The two boys have broken their glasses, which cost 7s. 6d. each. Her husband has £1 a week, and she
earns 5s.," and so on.
Spectacles from Hospital.—Again, cases are frequently seen of ridiculous corrections by bifocal
lenses, and of children being made to wear spectacles quite unnecessarily. As, for instance, a boy, aged
14, was prescribed bifocal spectacles which cost fifteen shillings. The glasses to be worn constantly
were upper parts for distance R and L plane, lower parts for near R and L + l.0D spherical. But this
boy could have been spared the constant wearing of glasses by presciibing R and L + l.0D spherical
for near work only, and these could have been got anywhere for a half-crown. Another case seen in the
same week was a deaf girl of 11, who had extensive and old scarring of a permanent nature in both
corneas. Recently she had been prescribed bifocals, which cost fifteen shillings.
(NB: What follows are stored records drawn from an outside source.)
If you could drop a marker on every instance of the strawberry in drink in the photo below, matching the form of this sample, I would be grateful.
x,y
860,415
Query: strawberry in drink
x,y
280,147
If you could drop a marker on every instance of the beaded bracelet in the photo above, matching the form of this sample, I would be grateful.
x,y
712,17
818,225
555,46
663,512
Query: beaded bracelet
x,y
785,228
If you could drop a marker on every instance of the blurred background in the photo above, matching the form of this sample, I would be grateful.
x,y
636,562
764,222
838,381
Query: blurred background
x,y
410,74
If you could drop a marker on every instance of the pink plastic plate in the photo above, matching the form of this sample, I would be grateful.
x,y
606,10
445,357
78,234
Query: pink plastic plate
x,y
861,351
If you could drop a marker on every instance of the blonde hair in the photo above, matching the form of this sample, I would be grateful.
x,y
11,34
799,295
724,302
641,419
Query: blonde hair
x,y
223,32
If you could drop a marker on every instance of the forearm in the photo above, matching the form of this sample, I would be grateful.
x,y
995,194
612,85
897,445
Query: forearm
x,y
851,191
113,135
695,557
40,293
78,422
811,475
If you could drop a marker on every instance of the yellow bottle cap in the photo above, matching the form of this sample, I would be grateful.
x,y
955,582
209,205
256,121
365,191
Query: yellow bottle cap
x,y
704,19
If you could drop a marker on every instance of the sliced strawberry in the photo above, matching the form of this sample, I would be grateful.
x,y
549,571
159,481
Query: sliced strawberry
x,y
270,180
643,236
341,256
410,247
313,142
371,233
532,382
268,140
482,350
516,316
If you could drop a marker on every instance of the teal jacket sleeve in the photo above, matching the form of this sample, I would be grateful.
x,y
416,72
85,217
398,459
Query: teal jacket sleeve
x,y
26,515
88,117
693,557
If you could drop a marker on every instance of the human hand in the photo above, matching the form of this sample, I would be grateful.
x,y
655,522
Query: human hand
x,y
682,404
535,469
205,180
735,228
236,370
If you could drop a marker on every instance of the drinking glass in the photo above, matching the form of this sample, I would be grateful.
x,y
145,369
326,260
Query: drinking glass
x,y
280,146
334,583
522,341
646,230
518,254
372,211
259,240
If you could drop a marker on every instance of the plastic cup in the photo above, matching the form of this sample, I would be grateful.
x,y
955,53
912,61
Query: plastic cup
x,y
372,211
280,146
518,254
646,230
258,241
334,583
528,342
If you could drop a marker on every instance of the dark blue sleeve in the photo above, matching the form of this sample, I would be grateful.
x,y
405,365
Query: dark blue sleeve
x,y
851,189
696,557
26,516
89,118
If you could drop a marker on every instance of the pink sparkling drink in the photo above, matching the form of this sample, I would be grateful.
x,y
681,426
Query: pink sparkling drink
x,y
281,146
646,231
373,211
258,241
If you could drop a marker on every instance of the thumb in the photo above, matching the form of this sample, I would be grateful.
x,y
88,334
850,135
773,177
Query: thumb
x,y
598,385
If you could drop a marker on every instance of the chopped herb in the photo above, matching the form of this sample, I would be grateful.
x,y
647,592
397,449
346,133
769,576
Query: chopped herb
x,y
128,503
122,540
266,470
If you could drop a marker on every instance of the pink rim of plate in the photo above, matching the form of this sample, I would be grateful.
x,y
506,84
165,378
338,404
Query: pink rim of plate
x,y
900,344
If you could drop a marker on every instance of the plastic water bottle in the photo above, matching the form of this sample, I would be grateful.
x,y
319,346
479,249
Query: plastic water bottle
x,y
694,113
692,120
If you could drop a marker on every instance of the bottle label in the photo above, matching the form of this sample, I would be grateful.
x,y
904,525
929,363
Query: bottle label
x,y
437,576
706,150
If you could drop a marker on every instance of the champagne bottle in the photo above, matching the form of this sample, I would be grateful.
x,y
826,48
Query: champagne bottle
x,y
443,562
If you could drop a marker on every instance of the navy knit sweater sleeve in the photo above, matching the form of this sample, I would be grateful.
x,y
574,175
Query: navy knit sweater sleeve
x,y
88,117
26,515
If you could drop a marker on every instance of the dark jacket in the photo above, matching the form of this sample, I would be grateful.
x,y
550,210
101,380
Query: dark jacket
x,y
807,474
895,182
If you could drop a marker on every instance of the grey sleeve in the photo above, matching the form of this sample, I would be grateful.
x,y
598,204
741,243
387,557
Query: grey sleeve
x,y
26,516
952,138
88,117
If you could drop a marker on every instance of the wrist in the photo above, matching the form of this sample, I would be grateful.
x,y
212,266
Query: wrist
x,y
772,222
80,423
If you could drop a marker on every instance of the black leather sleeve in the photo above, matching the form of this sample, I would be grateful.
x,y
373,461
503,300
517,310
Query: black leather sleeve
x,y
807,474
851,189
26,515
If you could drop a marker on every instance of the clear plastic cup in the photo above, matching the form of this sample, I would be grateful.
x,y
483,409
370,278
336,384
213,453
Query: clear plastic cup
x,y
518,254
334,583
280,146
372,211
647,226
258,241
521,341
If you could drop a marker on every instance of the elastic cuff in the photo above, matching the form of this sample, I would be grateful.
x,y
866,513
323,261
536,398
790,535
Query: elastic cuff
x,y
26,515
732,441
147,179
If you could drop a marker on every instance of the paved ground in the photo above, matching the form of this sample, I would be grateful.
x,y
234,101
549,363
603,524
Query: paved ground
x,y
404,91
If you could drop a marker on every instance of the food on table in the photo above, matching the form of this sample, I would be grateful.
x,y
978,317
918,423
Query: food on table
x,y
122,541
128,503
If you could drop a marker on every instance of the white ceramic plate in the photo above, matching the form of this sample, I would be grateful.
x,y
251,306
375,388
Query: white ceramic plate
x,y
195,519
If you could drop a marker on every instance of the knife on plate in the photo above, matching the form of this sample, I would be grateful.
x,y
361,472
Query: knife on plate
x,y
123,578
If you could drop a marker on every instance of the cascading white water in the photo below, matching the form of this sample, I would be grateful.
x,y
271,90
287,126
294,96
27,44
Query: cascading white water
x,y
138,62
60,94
They corresponded
with what could be made out of the movements of the shadow test, concave glasses for the right eye
and convex for the left, but vision was only 360 with or without the spectacles, and she might have been
spared buying such expensive and useless glasses, of which indeed she looked over the top. Another
boy seen a few days later wearing concave sphero-cylinders of between —2.0 and —3. OD had to be
told that they were likely to be harmful. They had been prescribed two years previously after three
visits to the same ophthalmic out-patient room as the two previous cases. He made three more visits
and this time returned, wearing convex lenses.